Notes and Editorial Reviews
The three numbered works were posthumously published as "Sonatinas" due to their simple form, but Schubert gave these concise pieces a full sonata's measure of narrative power, character, and variety. His distinctive springing rhythms, unmatched melodic gifts, and penchant for sudden shifts of mood all combine so there is little need to notice or lament the absence of greater length or the intricacies of sonata form. The more ambitious Sonata in A Major, published posthumously as a "Duo," hews more closely to true sonata form but again, the vigor and variety of discourse within the movements is not really due to how the music is organized. This gives the performing duo some genuine interpretive options.

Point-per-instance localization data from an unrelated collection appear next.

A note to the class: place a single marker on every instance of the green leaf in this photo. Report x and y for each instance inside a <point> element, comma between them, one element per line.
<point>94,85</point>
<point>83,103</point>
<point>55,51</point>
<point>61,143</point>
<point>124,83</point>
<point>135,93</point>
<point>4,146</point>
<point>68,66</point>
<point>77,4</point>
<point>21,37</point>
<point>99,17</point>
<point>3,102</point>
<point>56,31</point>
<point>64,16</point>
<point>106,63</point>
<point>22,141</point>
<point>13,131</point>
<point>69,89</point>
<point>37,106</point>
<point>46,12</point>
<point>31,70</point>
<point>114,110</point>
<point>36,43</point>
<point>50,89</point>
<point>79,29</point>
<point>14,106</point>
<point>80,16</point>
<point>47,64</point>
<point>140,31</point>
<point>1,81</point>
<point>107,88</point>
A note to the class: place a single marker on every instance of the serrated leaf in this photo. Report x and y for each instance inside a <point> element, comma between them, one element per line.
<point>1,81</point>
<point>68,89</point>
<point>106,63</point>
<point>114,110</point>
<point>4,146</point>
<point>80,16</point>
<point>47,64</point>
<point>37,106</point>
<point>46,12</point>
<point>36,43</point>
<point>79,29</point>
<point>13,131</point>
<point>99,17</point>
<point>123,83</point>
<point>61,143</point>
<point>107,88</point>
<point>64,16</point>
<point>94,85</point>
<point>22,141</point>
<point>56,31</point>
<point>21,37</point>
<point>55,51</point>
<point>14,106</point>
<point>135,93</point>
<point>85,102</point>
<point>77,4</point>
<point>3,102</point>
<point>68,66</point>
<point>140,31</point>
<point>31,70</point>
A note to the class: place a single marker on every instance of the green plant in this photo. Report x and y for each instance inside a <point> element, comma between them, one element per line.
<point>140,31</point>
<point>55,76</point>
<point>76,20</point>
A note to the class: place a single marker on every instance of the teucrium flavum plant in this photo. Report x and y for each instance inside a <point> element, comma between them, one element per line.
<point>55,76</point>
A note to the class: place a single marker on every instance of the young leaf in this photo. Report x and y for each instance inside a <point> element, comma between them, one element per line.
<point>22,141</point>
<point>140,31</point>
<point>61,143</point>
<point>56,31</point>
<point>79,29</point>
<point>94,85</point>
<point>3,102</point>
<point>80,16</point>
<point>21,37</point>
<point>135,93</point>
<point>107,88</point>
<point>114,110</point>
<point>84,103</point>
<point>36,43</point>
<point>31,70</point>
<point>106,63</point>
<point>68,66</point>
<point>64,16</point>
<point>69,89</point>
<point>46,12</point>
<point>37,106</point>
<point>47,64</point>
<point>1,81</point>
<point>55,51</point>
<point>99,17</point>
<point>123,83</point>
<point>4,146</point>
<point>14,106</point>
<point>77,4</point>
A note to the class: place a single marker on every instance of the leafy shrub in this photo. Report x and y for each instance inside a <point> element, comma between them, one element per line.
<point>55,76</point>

One way to succeed is to make pointed comment on how truly odd some of this writing really is. The Gidon Kremer recordings for DG (15:6, 17:3) play up the mercurial shifts of mood and expression and the obsessiveness of the rhythms, to sometimes disturbing effect; and Fabio Biondi took a similar approach on Opus 111 (19:3), perhaps to even more compelling ends. Another way is to place the emphasis on ardent, yet soft-spoken lyricism; the heartbreakingly beautiful old Arthur Grumiaux recording is a paradigm. Still another, and probably the most reliable, is to play it cleanly and musically with some attention paid to all the features of the music, including the need for beauty of tone. Among the recordings I have reviewed, that is the approach of Jamie Laredo on Dorian (14:5), Ana Chumachenco on Ondine (14:4), Raphael Oleg on Denon (17:2), and, for the most part (my reservation relates to the violinist's edgy tone), Szymon Goldberg on Decca (24:6).

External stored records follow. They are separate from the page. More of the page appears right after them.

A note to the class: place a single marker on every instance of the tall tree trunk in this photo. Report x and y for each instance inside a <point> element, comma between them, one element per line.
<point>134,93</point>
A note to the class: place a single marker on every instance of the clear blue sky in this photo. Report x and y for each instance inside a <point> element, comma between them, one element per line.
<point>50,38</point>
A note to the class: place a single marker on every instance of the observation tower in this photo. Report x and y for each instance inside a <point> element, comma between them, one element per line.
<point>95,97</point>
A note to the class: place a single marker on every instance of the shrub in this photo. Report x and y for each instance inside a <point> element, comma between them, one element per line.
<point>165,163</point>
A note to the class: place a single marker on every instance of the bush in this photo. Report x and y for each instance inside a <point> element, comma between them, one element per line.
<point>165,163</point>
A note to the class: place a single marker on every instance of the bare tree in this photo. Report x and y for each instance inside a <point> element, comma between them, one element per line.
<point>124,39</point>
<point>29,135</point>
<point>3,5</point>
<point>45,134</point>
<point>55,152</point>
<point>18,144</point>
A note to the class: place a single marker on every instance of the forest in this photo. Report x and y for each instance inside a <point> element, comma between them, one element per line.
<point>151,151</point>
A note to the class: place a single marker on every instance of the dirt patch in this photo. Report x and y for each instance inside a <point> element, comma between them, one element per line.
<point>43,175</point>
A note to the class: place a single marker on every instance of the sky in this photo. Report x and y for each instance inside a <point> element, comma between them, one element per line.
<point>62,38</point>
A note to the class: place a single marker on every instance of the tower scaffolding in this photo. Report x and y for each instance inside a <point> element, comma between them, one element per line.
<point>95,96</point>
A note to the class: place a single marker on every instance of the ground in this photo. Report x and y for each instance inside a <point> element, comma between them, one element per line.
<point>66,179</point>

That is also the approach taken in these fresh-faced, pleasing performances. One consistent feature worthy of special comment is distinguished veteran Phillip Moll's exceptionally subtle exploration of details of decoration and rhythmic spring that some others have downplayed. The build-up of power and momentum in the Andante to the A-Minor Sonata is extremely well done, perhaps the best I have heard, and the trio to the Scherzo of the Sonata in A is unusually slow; perhaps Moll, an old hand at Schubert lieder, was thinking of the Erlkönig. Apart from that, no one element is highlighted enough to be worthy of special mention, but important ones are given their due. Löwenstein, a young Berliner (born 1975) who studied with Zakhar Bron, Viktor Tretyakov, and Dorothy DeLay, has a pleasing if somewhat generic tone, an energetic bow arm, and a nice way of phrasing that avoids the exaggerated and the epic while paying attention to the moments of real strength. Unremarkable, perhaps, but discerning on the part of both artists. The sound, the product of German Radio Berlin, is pleasant enough but has a slight glare to the piano.